Am globalen Ölmarkt tobte bereits ein Preiskampf unter den größten Exporteuren, noch bevor die Pandemie ihre volle Wirkung entfaltet hatte. Angebot und Nachfrage nach Rohöl gerieten aus den Fugen, am 20. April sank der Futures-Preis für ein Barrel Öl unter null.

Mittlerweile reichen Energieunternehmen die Verluste an ihre Aktionäre weiter: Wegen der Corona-Krise hat der britisch-niederländische Shell-Konzern Ende April zum ersten Mal seit dem Zweiten Weltkrieg eine Dividendenkürzung im ersten Quartal angekündigt. Der norwegische Mischkonzern Equinor (ehemals Statoil) folgte kurz darauf mit der Nachricht, die Dividende im ersten Quartal werde um 67% sinken.

Dividendenstrategien für die Krise

Wie können Anleger während der Krise in dividendenstarke Aktien investieren?

Zu Beginn empfiehlt sich ein Blick auf die Instrumente: Anleger können zwischen mehreren globalen High Dividend-Indizes wählen, die sich jedoch in ihrem Aufbau erheblich voneinander unterscheiden.

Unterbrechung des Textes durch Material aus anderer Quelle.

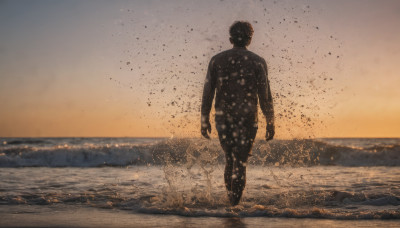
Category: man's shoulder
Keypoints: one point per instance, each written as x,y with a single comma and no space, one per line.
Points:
235,52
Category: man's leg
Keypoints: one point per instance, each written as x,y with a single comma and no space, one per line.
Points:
241,152
228,169
238,175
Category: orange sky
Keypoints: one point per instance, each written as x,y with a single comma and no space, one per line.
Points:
137,69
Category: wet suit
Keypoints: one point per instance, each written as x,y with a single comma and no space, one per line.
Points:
239,79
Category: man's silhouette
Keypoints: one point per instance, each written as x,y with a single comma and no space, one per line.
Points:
239,79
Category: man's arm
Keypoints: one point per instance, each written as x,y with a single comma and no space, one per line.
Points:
208,96
266,102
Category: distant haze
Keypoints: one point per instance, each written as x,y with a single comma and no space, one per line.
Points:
102,68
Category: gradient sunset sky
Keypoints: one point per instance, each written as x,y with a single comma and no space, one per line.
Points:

Die regionale Gewichtung spielt eine wichtige Rolle, da sich Unternehmen in ihrer Ausschüttungspolitik je nach Region deutlich voneinander unterscheiden.

In Europa schütten die meisten Unternehmen ihre Dividenden im zweiten Quartal aus, im Jahr 2019 fielen mehr als ein Drittel der europäischen Ausschüttungen in den Mai (siehe Grafik). Covid-19 fiel hier also genau mit der Dividendensaison zusammen.

Wie zu erkennen ist, sind die Ausschüttungen in den USA und in Großbritannien gleichmäßiger über das Jahr verteilt, was auch das Risiko von Streichungen und Kürzungen streut und die Verluste für Aktionäre mildert. Durch globale Diversifizierung können Anleger die voraussichtlichen Einkommensverluste reduzieren und sind weniger anfällig für regionale Schwankungen.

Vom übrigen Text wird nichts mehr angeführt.